その七十九 松戸市根本『不動堂』

sans-tetes2008-09-28

 昔この辺りに、(岩瀬陸橋のたもと)に『アーバンヒル』というテナントビルが建っていて、黒川紀章の設計だったとか、その近未来的な外見・迷路のような構造という前衛的な建築物が松戸という半端な都市に合わなかったせいかテナントが入らず、完成2年後にはサンリオの入っている一階を除いてほぼ廃墟状態だったとか、そのうちホームレスが水浴びしたりして噴水・通水設備に水を流さなくなったとか、オバケの噂が起ったりとか、この松戸の沈下を象徴するような建物を知ってる人は結構な松戸通です。「黒川紀章作の廃墟」ということで最近まで残っていればかなりの(一部の)スポットとなっていたかも知れない。
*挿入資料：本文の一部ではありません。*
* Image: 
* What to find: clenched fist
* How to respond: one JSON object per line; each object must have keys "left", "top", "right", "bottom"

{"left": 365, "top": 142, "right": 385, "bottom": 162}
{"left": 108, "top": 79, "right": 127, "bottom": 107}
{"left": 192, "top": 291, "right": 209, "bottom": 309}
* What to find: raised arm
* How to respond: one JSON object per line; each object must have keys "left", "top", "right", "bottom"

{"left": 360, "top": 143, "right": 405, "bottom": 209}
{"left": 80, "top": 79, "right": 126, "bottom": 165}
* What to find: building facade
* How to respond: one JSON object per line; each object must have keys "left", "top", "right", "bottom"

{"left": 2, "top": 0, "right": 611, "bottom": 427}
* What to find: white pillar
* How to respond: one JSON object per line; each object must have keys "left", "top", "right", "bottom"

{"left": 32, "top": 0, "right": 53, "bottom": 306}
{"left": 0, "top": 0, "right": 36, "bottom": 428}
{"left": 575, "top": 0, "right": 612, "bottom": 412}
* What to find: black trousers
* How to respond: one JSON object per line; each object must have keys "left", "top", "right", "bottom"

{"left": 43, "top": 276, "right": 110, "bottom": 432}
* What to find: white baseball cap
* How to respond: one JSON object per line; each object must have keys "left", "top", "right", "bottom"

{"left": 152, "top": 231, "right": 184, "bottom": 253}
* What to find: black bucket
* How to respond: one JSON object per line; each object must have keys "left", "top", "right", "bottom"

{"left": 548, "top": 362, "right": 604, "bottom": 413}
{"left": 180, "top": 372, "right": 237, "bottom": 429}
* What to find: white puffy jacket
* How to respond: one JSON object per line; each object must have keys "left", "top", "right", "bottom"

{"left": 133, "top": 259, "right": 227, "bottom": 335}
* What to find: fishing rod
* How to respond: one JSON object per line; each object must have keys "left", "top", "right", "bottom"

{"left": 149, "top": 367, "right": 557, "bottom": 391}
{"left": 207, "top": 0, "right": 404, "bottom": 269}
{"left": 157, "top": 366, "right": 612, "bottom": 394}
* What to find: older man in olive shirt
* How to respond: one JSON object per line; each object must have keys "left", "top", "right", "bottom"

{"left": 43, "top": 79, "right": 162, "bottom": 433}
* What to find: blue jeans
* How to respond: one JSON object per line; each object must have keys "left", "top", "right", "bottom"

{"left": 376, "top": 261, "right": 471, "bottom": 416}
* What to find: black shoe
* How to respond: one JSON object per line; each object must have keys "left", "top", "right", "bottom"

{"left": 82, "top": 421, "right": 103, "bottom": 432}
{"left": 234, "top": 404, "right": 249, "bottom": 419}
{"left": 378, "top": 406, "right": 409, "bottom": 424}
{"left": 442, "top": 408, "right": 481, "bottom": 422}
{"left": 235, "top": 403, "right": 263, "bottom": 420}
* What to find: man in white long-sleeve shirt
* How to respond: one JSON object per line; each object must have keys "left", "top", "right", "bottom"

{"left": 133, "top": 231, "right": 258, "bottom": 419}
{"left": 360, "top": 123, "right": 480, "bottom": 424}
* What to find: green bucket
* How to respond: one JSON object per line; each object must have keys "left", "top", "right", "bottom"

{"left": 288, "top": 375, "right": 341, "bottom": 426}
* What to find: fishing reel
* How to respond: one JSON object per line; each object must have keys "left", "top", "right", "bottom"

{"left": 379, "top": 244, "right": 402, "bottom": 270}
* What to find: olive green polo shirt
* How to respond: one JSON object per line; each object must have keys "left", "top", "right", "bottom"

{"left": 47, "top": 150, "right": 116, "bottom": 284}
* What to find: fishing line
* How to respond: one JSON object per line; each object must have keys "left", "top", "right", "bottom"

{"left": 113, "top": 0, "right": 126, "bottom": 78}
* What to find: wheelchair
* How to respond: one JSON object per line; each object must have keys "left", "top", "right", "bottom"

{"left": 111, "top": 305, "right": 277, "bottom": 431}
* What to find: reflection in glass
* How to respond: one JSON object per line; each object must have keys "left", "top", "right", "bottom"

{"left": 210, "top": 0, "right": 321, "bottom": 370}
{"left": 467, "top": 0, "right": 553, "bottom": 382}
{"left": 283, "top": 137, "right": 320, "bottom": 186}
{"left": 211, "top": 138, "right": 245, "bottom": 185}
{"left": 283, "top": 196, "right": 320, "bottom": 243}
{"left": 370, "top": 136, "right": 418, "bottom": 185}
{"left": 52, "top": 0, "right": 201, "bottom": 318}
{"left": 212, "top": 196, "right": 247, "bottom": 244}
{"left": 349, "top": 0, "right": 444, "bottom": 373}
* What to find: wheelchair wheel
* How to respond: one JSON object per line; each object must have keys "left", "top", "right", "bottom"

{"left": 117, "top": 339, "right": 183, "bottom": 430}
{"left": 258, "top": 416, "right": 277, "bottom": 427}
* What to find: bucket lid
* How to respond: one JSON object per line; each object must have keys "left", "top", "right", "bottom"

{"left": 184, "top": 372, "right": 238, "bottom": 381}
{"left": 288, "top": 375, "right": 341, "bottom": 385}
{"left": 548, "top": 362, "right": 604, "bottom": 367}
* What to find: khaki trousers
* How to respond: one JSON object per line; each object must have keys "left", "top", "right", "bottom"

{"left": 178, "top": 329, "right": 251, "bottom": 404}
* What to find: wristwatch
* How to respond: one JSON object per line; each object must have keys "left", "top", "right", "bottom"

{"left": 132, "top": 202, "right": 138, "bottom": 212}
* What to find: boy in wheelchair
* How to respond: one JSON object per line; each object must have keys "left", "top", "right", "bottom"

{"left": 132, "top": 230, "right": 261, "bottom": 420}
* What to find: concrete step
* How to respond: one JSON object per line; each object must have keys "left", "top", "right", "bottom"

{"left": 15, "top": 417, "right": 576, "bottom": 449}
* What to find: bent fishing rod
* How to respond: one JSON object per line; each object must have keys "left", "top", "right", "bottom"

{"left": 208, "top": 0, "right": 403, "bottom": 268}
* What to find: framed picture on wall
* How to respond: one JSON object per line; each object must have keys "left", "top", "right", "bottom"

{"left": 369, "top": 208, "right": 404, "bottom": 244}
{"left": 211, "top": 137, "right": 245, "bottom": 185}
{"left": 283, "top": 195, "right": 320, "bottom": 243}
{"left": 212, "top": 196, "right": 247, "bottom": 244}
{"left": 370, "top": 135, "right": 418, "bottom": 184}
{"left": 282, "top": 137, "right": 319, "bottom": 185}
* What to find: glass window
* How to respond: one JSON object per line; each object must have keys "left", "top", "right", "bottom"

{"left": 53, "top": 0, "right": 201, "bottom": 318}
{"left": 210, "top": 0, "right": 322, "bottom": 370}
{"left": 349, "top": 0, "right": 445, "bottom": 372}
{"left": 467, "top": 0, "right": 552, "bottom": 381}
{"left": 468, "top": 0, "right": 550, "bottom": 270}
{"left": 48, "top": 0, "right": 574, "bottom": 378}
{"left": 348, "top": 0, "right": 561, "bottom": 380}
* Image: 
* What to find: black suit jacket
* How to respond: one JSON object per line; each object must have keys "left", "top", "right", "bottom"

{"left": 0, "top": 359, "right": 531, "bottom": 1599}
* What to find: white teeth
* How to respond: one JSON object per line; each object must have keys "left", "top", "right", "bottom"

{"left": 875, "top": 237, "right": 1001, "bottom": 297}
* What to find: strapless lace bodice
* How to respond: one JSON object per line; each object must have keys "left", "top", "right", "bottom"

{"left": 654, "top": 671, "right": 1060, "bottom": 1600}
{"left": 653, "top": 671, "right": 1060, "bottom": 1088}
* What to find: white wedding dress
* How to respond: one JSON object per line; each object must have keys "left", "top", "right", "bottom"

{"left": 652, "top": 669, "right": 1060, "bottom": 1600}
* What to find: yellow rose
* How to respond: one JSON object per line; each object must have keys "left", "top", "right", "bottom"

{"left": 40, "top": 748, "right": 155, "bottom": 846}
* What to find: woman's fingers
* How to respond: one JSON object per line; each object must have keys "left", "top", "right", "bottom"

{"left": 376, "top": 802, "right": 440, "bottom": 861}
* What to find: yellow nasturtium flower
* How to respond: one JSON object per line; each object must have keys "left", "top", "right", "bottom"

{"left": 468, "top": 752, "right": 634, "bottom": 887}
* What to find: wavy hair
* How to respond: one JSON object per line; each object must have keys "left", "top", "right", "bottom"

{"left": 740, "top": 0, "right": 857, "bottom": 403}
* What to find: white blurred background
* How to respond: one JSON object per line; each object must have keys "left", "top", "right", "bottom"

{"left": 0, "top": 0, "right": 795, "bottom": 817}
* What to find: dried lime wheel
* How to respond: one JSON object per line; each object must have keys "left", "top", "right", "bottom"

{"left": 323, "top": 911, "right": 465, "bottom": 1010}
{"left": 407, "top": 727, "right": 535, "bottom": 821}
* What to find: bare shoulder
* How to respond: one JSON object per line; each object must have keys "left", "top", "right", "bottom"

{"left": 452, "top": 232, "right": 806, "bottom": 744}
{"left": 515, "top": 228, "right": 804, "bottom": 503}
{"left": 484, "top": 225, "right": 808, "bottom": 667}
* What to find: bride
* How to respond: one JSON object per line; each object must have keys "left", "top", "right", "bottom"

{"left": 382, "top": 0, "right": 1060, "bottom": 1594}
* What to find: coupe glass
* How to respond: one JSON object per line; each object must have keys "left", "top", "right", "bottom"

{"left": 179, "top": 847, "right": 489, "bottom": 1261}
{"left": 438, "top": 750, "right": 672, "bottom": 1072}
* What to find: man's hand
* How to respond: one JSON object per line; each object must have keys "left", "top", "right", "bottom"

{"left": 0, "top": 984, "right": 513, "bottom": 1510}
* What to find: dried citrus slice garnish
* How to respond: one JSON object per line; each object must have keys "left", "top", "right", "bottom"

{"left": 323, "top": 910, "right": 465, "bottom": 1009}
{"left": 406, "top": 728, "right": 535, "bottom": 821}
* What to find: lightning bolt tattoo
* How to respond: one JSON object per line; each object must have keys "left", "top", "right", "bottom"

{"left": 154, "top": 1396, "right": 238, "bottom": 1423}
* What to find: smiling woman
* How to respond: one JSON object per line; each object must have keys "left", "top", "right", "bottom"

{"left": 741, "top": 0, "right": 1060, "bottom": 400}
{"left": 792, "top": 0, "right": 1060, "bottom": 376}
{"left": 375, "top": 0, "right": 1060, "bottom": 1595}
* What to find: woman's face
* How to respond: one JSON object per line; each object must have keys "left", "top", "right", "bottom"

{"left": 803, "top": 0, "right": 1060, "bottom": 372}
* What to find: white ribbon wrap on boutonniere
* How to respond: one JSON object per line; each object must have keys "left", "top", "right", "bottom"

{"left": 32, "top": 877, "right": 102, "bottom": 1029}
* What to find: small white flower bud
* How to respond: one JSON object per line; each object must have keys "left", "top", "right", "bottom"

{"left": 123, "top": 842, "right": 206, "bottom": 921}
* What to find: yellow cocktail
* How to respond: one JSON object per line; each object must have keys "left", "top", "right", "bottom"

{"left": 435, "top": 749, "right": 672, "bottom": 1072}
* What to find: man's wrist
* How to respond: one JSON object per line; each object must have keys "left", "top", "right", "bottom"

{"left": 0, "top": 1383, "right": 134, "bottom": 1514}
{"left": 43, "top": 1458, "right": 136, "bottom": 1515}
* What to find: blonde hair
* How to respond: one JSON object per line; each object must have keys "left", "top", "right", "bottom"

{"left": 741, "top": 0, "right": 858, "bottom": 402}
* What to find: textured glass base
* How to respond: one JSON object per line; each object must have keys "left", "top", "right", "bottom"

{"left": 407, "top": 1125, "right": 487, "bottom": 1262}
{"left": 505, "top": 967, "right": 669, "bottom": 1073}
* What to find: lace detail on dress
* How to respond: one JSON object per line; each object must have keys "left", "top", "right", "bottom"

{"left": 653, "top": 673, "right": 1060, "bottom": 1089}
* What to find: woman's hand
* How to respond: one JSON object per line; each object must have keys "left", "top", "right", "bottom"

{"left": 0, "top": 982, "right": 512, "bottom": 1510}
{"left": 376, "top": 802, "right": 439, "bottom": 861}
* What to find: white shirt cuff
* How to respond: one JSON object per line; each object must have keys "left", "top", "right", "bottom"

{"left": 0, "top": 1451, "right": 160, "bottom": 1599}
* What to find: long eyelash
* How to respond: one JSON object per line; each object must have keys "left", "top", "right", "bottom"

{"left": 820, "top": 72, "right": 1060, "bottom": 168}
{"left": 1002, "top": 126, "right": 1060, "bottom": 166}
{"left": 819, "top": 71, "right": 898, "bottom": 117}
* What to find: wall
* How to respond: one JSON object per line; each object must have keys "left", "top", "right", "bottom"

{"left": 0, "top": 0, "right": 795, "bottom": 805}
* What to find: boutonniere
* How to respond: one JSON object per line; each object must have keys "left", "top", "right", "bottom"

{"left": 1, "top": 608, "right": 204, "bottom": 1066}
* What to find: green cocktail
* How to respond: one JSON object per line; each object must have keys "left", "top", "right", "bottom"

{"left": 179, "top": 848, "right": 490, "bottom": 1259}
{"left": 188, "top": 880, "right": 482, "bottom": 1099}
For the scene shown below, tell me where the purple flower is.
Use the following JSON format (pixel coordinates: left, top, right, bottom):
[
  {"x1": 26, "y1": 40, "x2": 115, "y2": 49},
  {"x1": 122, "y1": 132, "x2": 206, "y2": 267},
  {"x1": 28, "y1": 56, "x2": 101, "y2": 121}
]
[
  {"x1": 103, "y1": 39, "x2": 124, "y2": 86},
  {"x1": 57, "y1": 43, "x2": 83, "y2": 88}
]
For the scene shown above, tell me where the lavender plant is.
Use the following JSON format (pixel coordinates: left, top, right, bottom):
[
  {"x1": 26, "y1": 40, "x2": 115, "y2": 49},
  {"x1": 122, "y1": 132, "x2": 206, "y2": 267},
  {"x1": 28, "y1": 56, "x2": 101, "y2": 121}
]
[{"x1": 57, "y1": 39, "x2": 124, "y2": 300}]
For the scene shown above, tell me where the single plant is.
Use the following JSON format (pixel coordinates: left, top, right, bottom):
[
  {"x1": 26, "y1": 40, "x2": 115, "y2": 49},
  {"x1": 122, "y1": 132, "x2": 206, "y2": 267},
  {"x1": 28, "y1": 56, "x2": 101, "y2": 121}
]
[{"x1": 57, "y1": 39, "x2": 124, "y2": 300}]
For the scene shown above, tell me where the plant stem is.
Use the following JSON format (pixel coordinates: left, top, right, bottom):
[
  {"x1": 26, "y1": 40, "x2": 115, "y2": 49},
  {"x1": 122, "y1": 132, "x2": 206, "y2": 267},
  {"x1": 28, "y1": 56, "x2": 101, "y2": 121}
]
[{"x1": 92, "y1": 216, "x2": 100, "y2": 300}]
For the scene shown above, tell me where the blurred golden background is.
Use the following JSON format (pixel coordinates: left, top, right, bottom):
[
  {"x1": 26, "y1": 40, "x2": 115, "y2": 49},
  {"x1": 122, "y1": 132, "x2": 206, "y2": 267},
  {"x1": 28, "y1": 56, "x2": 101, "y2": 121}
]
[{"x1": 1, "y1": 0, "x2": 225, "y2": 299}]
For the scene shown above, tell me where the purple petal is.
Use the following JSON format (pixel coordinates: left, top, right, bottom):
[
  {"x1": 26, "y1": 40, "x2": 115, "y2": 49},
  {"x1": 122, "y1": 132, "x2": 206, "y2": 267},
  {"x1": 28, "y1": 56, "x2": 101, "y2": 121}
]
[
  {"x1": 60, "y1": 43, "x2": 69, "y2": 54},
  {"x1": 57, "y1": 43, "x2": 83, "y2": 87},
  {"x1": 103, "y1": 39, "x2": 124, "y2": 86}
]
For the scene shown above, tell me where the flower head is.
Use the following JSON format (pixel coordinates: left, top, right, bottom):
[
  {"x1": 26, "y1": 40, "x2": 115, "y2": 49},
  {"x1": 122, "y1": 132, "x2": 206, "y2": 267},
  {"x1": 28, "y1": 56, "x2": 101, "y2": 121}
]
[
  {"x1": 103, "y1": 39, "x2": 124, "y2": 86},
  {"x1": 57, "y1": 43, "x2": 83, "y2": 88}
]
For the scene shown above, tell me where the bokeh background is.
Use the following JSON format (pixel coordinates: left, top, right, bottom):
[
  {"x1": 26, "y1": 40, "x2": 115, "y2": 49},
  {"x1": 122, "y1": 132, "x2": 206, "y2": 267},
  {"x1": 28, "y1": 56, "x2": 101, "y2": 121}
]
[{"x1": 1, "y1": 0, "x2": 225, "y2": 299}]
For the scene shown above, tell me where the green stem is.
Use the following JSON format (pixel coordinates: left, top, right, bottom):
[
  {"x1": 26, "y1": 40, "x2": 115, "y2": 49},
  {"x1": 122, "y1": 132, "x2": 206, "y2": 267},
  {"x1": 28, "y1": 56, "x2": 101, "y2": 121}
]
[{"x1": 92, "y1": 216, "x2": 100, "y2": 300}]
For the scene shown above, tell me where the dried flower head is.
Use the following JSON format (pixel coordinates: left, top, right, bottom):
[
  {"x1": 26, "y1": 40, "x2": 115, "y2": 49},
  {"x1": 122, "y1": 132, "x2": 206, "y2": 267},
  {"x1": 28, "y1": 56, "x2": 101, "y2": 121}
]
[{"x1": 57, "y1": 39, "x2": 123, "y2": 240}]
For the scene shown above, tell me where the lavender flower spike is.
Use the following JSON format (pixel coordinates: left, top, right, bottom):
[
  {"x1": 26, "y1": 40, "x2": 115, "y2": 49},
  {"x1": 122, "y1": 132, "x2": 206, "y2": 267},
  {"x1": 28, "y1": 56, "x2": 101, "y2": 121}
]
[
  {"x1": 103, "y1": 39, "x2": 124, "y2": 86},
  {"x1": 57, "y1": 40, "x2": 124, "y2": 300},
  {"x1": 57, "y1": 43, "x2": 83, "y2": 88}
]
 さてこの日、バイクのパンクでも起きなければここらをふらふらすることなどなく、いざ実際にふらふらしなければいけなくなったその時、ふらふらしに行った先がアーバンヒル跡地だったのは(今はマンション)子供心にあのイメージはかなり強烈に残っているモノと見える。その近くにこんなイカしたお不動様が奉られているとは存じ上げず、この時ばかりはタイヤの不備とかつて住んでいたこの地と黒川紀章に感謝する。
 一階が飲み屋だか薬屋だかの集合住宅の隣の一角。狭い狭い三角形の敷地内に結構立派な木造のお堂と石灯籠もしっかりと。お不動様はお花と千羽鶴に囲まれて、赤々と燃える色つきの光背のに照らされてその威厳を崩さず。やっぱ偶像はいい。かっこええ。ここら一帯、市のええかげんな開発計画のせいで中途半端で手を入れられて現在建っているのは元々の地権者がバブルとか不況とかいろいろあった末に税金対策で建てられたと思われる集合住宅だらけ。街の景色として余り好ましいとは言えないが、お陰で昔からのこのお堂が生き残ってこうして今お参りできること、勝手に神秘を感じる。ええかげんな都市開発にも感謝。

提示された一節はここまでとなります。